Location: Location not imported yet.Title: Foot-and-mouth disease virus SAT1 sequences purified from co-infected Cape buffalo in Kenya
|PALINSKI, RACHELC - Kansas State University|
|SANGULA, ABRAHAM - Kenya Fmd Laboratory- Wrlfmd|
|GAKUYA, FRANCIS - Wildlife Research And Training Institute|
|PAUSZEK, STEVEN - Animal And Plant Health Inspection Service (APHIS)|
|OBANDA, VINCENT - Wildlife Research And Training Institute|
|VANDERWAAL, KIMBERLY - University Of Minnesota|
|OMONDI, GEORGE - University Of Minnesota|
Submitted to: Microbiology Resource Announcements
Publication Type: Other
Publication Acceptance Date: 8/17/2022
Publication Date: 9/12/2022
Citation: Palinski, R., Sangula, A., Gakuya, F., Bertram, M.R., Pauszek, S., Hartwig, E.J., Smoliga, G.R., Obanda, V., Vanderwaal, K., Arzt, J., Omondi, G. 2022. Foot-and-mouth disease virus SAT1 sequences purified from co-infected Cape buffalo in Kenya. Microbiology Resource Announcements. https://doi.org/10.1128/mra.00584-22.

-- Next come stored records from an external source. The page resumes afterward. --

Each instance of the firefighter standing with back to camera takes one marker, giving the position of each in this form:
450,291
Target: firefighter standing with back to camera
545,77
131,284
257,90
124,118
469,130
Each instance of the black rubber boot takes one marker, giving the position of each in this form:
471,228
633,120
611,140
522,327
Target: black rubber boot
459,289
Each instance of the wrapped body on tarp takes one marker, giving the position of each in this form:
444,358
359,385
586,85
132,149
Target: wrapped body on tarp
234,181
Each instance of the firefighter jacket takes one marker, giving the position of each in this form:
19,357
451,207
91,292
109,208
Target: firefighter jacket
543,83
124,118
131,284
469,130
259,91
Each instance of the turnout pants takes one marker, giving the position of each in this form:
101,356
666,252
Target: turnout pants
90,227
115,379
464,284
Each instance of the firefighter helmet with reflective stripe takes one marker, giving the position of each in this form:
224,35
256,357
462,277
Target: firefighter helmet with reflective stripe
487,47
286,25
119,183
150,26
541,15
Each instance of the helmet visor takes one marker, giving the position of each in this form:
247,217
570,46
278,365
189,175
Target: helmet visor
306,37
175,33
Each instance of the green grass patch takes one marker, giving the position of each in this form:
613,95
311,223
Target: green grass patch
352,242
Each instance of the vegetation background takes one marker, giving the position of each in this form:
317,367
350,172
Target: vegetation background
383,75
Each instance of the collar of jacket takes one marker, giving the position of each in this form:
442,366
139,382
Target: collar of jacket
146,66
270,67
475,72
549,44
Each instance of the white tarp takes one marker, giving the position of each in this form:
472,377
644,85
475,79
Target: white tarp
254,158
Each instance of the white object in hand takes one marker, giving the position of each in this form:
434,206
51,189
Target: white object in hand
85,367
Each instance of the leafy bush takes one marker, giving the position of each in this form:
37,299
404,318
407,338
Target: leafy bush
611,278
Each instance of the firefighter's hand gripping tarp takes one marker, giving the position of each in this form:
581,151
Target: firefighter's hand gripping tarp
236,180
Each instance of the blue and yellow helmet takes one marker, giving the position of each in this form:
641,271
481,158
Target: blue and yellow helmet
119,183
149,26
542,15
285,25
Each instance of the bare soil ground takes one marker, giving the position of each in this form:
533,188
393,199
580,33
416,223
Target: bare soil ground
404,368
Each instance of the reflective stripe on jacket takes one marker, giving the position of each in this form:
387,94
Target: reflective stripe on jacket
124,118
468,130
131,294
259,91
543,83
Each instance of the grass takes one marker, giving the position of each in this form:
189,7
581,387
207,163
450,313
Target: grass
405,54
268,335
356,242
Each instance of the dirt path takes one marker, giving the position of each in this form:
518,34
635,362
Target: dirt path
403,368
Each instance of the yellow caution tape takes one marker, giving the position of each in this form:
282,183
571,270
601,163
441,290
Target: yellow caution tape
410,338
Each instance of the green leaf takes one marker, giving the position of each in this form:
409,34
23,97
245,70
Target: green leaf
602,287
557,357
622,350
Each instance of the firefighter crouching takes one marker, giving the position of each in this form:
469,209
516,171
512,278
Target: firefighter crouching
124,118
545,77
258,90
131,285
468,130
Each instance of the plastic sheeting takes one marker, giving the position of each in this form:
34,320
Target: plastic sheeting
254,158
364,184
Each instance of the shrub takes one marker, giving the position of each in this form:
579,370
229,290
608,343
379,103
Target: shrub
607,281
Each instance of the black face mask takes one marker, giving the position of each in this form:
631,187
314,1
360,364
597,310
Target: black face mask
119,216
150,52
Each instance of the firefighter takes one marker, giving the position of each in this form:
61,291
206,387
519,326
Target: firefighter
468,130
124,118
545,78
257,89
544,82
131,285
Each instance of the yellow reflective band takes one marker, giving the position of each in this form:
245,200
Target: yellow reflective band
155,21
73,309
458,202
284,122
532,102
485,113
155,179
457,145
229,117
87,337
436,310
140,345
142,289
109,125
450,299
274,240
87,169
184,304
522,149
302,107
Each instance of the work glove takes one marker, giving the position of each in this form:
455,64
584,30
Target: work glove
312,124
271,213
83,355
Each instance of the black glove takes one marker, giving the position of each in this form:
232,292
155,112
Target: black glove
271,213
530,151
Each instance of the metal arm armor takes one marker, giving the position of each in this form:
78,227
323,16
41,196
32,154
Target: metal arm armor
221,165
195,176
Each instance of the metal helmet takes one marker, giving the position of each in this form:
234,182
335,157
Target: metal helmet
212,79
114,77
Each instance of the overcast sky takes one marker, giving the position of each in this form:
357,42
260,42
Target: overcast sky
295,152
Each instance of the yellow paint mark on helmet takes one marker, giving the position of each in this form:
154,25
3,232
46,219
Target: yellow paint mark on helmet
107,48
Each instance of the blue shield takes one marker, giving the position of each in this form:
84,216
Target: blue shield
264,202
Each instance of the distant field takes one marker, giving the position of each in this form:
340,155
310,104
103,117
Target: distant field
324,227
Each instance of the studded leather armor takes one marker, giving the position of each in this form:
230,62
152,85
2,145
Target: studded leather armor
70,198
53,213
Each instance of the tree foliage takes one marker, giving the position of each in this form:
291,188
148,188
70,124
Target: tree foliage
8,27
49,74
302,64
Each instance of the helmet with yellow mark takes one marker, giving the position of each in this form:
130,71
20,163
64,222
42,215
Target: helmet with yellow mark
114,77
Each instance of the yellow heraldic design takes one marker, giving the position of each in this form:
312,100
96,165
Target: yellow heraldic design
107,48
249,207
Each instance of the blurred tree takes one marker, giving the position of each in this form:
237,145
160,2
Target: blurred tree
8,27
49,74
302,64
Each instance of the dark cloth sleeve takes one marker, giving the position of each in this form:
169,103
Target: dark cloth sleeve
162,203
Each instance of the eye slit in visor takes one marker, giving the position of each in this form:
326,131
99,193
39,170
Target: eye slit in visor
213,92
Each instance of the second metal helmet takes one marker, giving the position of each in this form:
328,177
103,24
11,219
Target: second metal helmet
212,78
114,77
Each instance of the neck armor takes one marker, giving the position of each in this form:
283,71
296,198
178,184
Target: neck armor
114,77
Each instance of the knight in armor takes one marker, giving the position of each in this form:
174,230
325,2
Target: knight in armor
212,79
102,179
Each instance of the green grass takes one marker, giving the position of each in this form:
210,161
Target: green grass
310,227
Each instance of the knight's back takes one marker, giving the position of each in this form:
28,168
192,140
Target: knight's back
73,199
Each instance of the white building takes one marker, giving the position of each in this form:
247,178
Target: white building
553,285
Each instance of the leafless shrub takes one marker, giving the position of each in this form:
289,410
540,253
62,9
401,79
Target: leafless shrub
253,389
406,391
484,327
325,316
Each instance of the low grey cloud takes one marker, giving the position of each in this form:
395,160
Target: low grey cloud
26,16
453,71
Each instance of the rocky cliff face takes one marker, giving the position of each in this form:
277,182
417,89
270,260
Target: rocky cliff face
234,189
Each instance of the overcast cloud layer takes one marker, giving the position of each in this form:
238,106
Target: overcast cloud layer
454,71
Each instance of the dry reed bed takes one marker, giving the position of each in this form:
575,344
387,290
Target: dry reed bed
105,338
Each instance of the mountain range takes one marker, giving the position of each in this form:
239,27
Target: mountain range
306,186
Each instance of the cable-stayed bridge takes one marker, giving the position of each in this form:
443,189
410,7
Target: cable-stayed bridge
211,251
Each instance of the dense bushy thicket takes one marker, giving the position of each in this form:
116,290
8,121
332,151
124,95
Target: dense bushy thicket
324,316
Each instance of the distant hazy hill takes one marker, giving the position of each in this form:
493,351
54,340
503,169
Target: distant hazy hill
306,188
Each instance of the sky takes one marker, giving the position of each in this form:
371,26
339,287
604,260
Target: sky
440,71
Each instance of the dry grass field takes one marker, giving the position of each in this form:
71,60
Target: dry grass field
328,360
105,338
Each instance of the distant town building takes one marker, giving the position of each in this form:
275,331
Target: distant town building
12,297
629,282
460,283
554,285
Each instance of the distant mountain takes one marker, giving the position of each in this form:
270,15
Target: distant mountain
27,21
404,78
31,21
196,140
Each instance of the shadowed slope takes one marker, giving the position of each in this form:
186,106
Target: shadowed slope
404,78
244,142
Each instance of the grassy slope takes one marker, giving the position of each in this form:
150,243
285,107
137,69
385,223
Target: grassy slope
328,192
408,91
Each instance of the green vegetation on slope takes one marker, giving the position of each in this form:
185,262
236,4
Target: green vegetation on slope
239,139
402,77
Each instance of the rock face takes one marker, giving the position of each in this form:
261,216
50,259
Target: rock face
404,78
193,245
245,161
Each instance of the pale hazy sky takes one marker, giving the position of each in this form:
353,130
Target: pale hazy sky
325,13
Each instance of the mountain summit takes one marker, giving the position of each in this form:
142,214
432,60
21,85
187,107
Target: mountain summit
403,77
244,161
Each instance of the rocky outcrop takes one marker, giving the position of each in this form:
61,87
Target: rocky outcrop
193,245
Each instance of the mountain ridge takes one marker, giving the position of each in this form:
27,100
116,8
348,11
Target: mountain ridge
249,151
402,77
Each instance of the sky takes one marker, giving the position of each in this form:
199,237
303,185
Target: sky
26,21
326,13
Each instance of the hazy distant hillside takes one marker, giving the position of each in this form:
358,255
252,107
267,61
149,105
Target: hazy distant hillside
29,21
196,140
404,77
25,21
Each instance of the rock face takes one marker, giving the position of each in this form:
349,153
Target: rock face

Interpretive Summary: Foot-and-mouth disease virus (FMDV) is an important viral disease affecting animal health and economics through impacts on agriculture and trade. African Cape Buffalo are a reservoir for FMD, and can be infected with multiple serotypes without having clinical signs of disease. This paper reports serotype SAT1 sequences from subclinically infected buffalo in Kenya. Additionally, we report SAT1 sequences acquired through plaque purification of samples from buffalo that were infected with both SAT1 and SAT2. Plaque purification separates the different viruses in a sample, resulting in more accurate sequences than can be obtained by directly sequencing a sample containing multiple viruses.
Technical Abstract: Forty-nine novel foot-and-mouth disease virus SAT1 genomes were acquired from oropharyngeal fluid samples from asymptomatic African Cape buffalo in Kenya in 2016. Sequences were from primary passage or plaque purified SAT1/SAT2 dual infected samples These genomes are important to elucidation of the molecular epidemiology of FMDV persistent and subclinical infections.